“Undiscovered Gem”, The Sequel

May 20, 2011

As 2011 will see the highest number of sequels (27) ever released in one year, it seems fitting for today’s “gem” blog to be a sequel to last week. The film I’m recommending today was written and directed by Mike Binder, whose The Upside of Anger was last week’s gem.

Reign Over Me, released in 2007, is haunting, touching, profoundly moving, and a testament both to the power of friendship and also to the extraordinary healing potential of the human heart.

The story of Reign Over Me revolves around former college roommates Charlie Fineman (Adam Sandler) and Alan Johnson (Don Cheadle) who both went on to become dentists. Both also married, began raising families, and then somewhat lost track of each other. There, the similarities of their lives ended. Charlie’s wife, three daughters, and even the family dog were aboard one of the planes that hit the Twin Towers on September 11, 2001.

In an instant, Charlie lost his entire world. Traumatized, he quit not only his practice but also his connection with every one in his life. Alan, whose family life is much more stable, nonetheless feels unsettled and alienated from his wife. He had tried to reach Charlie when he read of the 9/11 tragedy, but could not find him until, by “chance” he sees Charlie ride by him one night on a scooter. When he runs to catch up, he is stunned to see the deterioration in his old friend, and even more shocked when Charlie does not seem to even remember him. That encounter is the catalyst for the rest of the film, wherein Alan befriends Charlie and tries to help him reconnect with life itself.

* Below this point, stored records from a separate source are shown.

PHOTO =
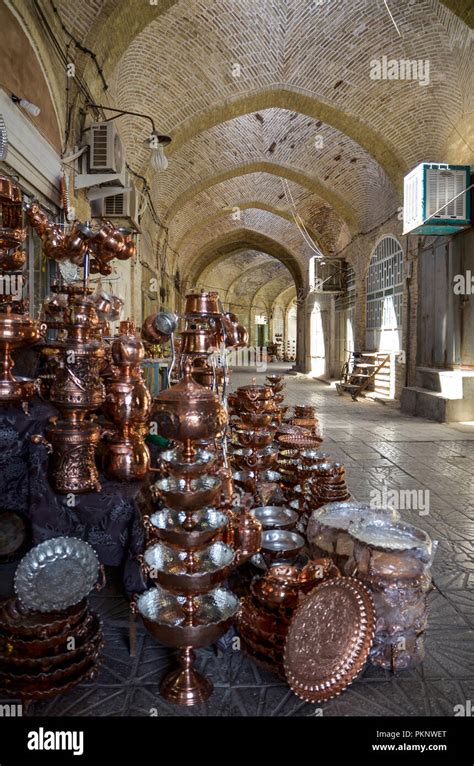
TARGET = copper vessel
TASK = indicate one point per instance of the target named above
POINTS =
(127, 405)
(198, 342)
(16, 331)
(188, 412)
(77, 391)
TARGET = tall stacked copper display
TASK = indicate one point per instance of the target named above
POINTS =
(191, 549)
(81, 354)
(17, 328)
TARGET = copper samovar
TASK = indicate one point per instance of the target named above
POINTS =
(127, 405)
(76, 392)
(17, 328)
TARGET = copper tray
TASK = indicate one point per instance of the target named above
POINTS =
(329, 639)
(87, 646)
(15, 621)
(14, 535)
(52, 645)
(300, 441)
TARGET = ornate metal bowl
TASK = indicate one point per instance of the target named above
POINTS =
(165, 618)
(189, 531)
(184, 572)
(176, 464)
(275, 517)
(198, 493)
(281, 545)
(56, 574)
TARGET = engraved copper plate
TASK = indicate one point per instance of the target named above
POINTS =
(329, 639)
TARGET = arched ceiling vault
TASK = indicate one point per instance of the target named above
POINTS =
(268, 293)
(281, 171)
(219, 248)
(248, 91)
(250, 205)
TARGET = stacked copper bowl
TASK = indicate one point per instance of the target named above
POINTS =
(328, 484)
(49, 640)
(253, 429)
(305, 417)
(277, 385)
(393, 559)
(190, 552)
(208, 330)
(43, 655)
(328, 529)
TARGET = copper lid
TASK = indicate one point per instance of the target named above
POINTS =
(329, 639)
(186, 389)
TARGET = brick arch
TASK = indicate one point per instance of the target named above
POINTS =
(281, 171)
(220, 247)
(272, 289)
(294, 99)
(251, 205)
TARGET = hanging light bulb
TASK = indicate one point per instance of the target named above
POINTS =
(28, 106)
(156, 143)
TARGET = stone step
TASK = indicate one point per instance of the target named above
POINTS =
(435, 405)
(450, 383)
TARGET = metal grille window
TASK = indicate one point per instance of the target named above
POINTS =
(278, 322)
(385, 285)
(346, 299)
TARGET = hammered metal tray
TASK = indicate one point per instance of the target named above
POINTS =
(329, 639)
(56, 574)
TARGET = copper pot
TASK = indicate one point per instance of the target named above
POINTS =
(12, 261)
(150, 333)
(188, 412)
(202, 303)
(254, 393)
(198, 341)
(126, 460)
(72, 464)
(242, 336)
(246, 535)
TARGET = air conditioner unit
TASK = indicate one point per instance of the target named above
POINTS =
(436, 200)
(105, 148)
(124, 205)
(327, 275)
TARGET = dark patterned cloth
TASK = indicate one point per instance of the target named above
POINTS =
(109, 520)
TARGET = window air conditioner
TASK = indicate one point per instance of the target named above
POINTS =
(436, 200)
(123, 205)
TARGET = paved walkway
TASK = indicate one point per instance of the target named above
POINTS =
(379, 447)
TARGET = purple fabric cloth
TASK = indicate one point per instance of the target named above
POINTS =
(109, 520)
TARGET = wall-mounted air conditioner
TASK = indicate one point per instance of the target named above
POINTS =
(123, 205)
(436, 200)
(104, 162)
(105, 148)
(327, 275)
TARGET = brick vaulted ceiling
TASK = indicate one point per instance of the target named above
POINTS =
(270, 98)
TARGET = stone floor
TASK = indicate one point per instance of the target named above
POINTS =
(379, 447)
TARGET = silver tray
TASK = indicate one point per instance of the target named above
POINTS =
(341, 515)
(390, 535)
(157, 605)
(275, 516)
(56, 574)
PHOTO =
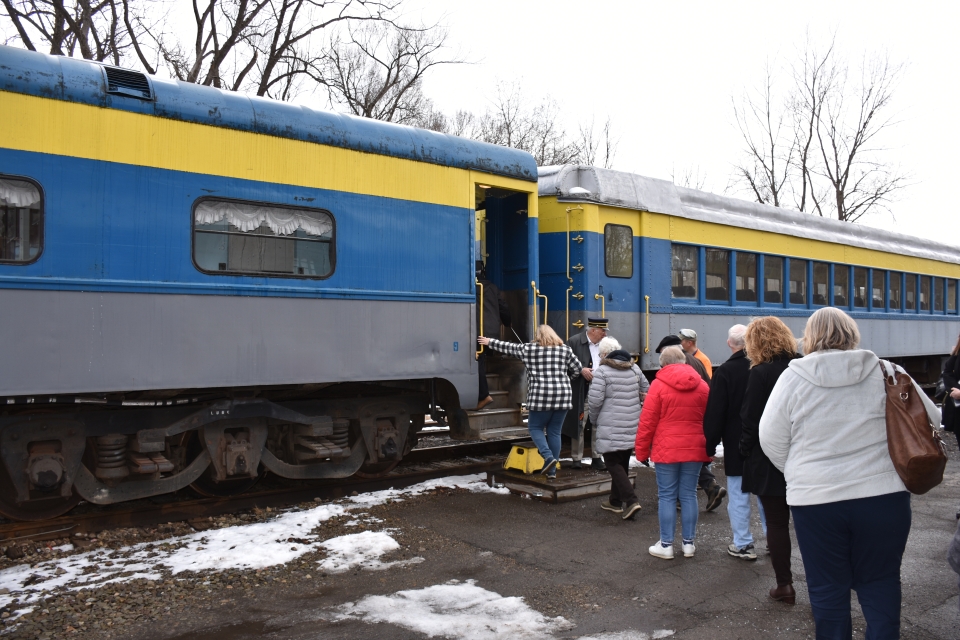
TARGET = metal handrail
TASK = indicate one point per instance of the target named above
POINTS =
(480, 328)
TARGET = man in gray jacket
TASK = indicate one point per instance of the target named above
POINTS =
(616, 393)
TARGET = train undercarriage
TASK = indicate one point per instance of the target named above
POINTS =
(59, 451)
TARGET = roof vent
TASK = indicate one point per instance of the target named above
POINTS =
(128, 83)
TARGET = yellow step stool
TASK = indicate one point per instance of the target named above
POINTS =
(524, 459)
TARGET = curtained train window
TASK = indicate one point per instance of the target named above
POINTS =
(21, 221)
(234, 237)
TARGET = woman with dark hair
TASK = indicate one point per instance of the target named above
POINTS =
(951, 382)
(770, 346)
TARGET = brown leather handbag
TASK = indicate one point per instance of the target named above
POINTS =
(916, 448)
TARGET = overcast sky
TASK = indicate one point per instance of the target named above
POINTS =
(665, 73)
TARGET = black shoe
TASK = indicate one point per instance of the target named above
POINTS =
(715, 494)
(630, 510)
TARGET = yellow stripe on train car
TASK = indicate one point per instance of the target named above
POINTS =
(591, 217)
(44, 125)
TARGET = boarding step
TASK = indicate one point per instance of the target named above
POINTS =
(494, 419)
(570, 484)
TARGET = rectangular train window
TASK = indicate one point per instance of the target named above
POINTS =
(772, 279)
(271, 240)
(895, 291)
(746, 277)
(798, 281)
(924, 293)
(879, 289)
(683, 277)
(718, 275)
(618, 250)
(910, 292)
(21, 221)
(821, 283)
(841, 285)
(859, 287)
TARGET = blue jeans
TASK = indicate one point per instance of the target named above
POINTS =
(678, 480)
(854, 544)
(738, 508)
(544, 427)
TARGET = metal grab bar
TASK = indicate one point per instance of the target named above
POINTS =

Unfortunately, the film did not do well at the box office when it opened theatrically in February of 2007. The subject matter (which has deep resonance today as we approach the 1oth Anniversary of 9/11) may indeed have distanced some people from going to the theaters. Don Cheadle is quite rightfully embraced by audiences as a brilliant dramatic actor but the fact that Adam Sandler plays Charlie Fineman may also have misled people about the tenor of the film.

If so, that would be a true disservice to  Mr. Sandler’s transcendent performance. He plays Charlie with heartbreaking tenderness and vulnerability. Many people are, however, only accustomed to Mr. Sandler starring in broad comedies. In that regard, the situation with Reign Over Me bears some similarities to other movies with the same challenges: Eternal Sunshine of The Spotless Mind, starring Jim Carrey who also gave a magnificent performance in a dramatic film when people were more accustomed to seeing him in broad comedies, and both Stranger Than Fiction and Everything Must Go (which I wrote about earlier this week), starring Will Ferrell.

In both The Upside of Anger and Reign Over Me, Mr. Binder shows enormous understanding and compassion for people in crisis and his characters beautifully portray the emotions that so many of us experience but are so rarely shown with such soul as in both of Mr. Binder’s films. Old Hollywood, through and through.

The challenge of healing our own hearts is at the very epicenter of the soul of Reign Over Me. Charlie is so lost in his own grief that he has consciously tried to disconnect himself from his own feelings and even his memories. Alan is also disconnected from his daily life and sees in Charlie the opportunity to heal a friend and in so doing heal himself. As with most of us, it’s so much easier to see someone else’s problems than it is to see our own, isn’t it? When, however, we deny those feelings, they don’t disappear. Charlie and Alan, help each other embrace those feelings and, in so doing, heal themselves.

Brilliantly written, directed, and acted, Reign Over Me is an Old Hollywood film for the new century that will resonate in my heart forever.